1. KI-Verweigerung führt ins Abseits
Führen Sie sich und Ihren Mitarbeitenden vor Augen, dass es äußerst riskant ist, das KI-Thema auszusitzen. Denn wer heute nicht lernt, Algorithmen professionell zu steuern, hat morgen kaum noch Chancen am Arbeitsmarkt. Umgekehrt verliert auch das Unternehmen als Arbeitgeber an Attraktivität für qualifizierte Mitarbeitende, die auf der Höhe der Zeit arbeiten wollen.
2. Ermutigen Sie Ihr Team, aktiv zu werden
Erlauben Sie Ihren Mitarbeitenden beispielsweise, einen Nachmittag pro Woche ohne Ergebnisdruck neue Tools zu testen. Dabei sollte es vor allem darum gehen, manuelle Bearbeitungen zu vereinfachen. Lassen Sie sich beim nächsten Mitarbeitergespräch zeigen, welche KI-Workflows Ihre Mitarbeitenden eigenständig erschlossen haben und erkennen Sie diese Leistung an.

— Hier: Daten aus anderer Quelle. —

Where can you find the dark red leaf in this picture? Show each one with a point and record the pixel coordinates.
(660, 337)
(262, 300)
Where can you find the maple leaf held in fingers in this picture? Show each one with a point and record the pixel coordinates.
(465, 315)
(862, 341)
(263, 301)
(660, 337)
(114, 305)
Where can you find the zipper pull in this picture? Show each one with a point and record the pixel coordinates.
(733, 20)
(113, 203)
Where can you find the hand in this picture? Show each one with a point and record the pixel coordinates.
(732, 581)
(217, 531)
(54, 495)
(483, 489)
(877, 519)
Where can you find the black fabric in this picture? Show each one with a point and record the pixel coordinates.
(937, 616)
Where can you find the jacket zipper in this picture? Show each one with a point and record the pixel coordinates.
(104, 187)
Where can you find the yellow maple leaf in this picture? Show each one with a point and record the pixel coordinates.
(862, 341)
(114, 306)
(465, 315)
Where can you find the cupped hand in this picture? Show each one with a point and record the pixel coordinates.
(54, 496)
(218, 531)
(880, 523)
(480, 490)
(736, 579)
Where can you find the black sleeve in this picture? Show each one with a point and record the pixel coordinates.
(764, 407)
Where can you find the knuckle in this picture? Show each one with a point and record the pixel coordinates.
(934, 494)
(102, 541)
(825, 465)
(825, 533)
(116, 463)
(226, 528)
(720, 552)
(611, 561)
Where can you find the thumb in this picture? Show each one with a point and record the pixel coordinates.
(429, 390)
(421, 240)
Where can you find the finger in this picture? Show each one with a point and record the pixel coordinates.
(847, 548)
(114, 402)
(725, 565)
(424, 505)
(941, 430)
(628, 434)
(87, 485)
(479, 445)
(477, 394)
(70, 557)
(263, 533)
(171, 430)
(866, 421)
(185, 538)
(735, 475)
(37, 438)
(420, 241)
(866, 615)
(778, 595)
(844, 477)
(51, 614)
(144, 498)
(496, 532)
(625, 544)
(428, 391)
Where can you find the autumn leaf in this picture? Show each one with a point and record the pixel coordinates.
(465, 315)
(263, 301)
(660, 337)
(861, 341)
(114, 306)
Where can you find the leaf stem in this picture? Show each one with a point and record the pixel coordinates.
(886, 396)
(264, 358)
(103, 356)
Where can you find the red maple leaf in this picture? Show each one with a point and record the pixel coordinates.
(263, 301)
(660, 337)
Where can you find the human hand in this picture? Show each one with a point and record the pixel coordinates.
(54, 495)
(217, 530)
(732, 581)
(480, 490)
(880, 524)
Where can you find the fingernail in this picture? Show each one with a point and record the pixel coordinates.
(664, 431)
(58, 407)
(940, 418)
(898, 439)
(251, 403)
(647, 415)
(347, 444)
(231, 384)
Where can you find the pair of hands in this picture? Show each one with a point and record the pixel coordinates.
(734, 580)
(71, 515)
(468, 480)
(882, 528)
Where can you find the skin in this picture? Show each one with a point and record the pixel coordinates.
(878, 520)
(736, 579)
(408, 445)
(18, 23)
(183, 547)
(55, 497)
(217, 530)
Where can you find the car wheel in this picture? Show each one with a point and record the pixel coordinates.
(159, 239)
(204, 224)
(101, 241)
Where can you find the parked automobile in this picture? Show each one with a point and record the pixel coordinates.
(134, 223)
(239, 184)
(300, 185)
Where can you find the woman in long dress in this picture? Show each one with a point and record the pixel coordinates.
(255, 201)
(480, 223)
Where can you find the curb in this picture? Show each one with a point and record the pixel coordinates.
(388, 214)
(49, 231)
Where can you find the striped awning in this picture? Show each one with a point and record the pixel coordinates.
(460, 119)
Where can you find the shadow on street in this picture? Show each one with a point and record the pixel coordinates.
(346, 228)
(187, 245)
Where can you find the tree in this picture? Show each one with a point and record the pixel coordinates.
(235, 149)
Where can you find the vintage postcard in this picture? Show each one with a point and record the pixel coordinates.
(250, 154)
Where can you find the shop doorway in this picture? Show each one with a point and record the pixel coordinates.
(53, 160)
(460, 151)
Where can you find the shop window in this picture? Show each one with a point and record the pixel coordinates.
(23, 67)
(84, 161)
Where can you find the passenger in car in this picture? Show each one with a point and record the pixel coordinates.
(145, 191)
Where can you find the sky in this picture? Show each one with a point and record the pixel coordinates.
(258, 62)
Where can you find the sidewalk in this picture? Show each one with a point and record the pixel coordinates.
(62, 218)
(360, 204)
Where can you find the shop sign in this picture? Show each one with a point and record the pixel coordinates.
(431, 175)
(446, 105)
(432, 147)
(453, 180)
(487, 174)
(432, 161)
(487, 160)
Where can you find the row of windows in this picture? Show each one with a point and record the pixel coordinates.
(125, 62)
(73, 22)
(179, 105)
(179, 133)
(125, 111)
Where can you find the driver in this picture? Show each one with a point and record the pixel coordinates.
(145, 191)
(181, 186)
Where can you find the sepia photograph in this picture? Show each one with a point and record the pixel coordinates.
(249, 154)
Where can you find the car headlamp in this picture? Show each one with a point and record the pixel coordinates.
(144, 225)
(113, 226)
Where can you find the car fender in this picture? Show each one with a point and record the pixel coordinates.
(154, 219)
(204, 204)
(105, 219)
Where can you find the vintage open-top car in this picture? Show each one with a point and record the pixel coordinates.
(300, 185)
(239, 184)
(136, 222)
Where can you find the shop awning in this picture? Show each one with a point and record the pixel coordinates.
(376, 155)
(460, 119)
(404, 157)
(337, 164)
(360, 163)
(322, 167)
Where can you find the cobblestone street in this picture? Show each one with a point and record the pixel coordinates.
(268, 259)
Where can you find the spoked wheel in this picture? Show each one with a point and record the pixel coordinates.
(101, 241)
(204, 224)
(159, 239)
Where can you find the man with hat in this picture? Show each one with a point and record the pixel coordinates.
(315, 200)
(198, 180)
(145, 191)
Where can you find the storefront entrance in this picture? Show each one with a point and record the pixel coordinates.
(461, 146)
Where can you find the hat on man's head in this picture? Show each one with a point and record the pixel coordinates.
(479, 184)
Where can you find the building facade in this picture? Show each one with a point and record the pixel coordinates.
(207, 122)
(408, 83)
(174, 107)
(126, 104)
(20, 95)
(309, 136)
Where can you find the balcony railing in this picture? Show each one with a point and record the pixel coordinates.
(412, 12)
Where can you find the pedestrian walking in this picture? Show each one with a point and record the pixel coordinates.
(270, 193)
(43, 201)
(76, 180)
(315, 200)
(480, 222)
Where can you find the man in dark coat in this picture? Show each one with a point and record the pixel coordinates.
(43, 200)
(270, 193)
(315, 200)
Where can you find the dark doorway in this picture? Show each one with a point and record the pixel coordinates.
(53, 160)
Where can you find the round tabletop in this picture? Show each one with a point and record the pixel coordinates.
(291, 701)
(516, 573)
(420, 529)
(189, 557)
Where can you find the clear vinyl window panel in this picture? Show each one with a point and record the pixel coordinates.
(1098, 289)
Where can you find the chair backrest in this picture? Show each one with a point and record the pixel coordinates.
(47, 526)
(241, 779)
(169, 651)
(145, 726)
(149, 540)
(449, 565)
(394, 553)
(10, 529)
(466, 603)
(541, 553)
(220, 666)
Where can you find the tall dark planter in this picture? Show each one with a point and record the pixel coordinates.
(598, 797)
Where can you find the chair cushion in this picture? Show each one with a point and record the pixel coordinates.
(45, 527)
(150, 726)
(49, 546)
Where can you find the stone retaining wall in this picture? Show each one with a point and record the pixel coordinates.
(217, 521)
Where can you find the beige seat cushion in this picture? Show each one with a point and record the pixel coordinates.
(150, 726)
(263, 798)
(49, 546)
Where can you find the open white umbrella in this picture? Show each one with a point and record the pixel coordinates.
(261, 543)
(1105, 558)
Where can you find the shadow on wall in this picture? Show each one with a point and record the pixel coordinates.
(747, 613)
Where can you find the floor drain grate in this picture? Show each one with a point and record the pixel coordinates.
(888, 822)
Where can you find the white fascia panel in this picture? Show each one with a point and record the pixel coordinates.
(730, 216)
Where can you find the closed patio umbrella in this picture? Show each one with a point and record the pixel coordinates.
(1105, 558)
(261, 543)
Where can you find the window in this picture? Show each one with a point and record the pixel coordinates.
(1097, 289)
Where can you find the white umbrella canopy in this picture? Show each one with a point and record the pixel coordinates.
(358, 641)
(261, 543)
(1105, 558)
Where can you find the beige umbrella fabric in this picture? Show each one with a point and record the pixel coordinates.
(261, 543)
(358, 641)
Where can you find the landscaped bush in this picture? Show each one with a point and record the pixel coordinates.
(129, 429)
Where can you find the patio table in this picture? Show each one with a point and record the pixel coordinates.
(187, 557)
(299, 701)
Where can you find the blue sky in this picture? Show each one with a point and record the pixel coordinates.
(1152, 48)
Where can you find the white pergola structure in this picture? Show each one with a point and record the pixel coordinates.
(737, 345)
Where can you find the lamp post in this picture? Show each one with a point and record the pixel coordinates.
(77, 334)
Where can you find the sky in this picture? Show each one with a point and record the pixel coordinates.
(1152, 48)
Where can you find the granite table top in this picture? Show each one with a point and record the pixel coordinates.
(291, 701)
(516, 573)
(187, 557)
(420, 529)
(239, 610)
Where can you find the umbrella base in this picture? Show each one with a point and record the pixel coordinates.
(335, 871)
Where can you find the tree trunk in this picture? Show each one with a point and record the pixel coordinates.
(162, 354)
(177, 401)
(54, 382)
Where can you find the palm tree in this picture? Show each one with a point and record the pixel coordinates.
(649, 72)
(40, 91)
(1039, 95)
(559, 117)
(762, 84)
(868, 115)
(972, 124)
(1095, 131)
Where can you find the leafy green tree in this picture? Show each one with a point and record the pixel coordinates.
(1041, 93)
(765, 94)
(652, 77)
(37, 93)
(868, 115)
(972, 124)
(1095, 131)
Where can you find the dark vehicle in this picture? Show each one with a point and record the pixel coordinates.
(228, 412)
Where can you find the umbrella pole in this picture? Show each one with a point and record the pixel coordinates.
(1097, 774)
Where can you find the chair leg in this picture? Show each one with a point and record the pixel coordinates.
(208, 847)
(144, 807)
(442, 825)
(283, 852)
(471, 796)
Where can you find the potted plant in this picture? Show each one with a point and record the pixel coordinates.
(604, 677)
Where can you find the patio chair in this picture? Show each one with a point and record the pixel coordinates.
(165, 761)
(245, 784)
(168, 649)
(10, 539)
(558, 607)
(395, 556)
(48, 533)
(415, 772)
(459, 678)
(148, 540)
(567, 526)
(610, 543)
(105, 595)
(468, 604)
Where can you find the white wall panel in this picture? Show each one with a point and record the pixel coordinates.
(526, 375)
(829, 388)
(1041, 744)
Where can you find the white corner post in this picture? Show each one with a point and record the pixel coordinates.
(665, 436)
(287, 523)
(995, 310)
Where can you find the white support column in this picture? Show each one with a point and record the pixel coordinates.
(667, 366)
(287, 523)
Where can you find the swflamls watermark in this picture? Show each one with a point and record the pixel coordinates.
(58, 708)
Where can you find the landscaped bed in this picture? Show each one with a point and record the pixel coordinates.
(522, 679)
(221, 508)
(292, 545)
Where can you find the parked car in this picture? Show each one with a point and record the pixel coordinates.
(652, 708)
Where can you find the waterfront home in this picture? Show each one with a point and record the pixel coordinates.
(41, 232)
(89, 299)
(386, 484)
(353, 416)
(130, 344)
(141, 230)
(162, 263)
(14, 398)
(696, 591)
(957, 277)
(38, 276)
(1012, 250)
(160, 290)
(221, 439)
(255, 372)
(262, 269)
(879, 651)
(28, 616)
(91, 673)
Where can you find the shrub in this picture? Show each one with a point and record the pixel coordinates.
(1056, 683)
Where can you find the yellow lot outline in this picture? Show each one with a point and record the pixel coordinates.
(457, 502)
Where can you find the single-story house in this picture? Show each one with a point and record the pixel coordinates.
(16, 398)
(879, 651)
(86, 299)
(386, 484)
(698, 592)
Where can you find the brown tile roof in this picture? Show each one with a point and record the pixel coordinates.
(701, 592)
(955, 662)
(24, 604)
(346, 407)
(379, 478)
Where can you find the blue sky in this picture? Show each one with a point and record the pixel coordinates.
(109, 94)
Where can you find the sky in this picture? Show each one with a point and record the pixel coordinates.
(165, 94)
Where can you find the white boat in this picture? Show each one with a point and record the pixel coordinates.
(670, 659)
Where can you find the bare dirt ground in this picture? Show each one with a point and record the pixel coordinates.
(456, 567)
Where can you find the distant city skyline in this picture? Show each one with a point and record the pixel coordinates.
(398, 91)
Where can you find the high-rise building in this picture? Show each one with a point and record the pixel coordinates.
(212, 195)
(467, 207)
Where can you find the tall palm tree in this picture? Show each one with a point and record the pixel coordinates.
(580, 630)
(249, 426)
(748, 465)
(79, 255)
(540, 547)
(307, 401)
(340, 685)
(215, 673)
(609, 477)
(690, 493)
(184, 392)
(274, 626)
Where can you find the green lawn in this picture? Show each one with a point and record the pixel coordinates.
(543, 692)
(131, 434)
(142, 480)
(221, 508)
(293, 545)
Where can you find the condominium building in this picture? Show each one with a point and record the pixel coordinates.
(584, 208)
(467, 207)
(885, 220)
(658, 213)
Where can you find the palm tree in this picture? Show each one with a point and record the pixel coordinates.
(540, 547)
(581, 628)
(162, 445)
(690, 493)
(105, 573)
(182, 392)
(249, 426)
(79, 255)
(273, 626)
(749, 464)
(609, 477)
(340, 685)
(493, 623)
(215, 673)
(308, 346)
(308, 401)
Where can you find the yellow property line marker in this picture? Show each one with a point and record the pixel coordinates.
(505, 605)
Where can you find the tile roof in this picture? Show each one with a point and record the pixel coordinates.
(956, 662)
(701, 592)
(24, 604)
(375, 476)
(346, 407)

3. Erst die Prozessanalyse, dann die KI
Bevor Sie Mitarbeitende daran setzen, einen Prozess durch eine KI-Anwendung zu ersetzen, sollten Sie den Prozess selbst hinterfragen und inwieweit er noch sinnvoll ist. Beispielsweise ist es reine Verschwendung von Zeit und Rechenleistung, per KI einen Wochenbericht zusammenzufassen, den ohnehin niemand liest.
4. Zeigen Sie Perspektiven auf, wenn Aufgaben entfallen
Wenn KI dazu führt, dass Aufgaben wegfallen, fragt sich mancher Mitarbeiter und manche Mitarbeiterin: „Und was wird aus mir?“ Dabei gibt es sicher andere Aufgaben und Projekte, die schon lange aus Zeitmangel liegen geblieben sind. Identifizieren Sie eine solche Aufgabe oder ein solches Projekt und widmen Sie die durch KI frei gewordene Zeit diesem Thema. Führen Sie Ihren Mitarbeitenden die Vorteile vor Augen:
- Ihre Abteilung kann sich strategisch weiterentwickeln und ein Vorbild sein.
- Mitarbeitende qualifizieren sich weiter und bekommen so neue Karrierechancen.
- Es entsteht mehr Handlungsfreiheit, weil weniger Routineaufgaben zu erledigen sind.
5. Vorsicht vor KI-generiertem Datenmüll!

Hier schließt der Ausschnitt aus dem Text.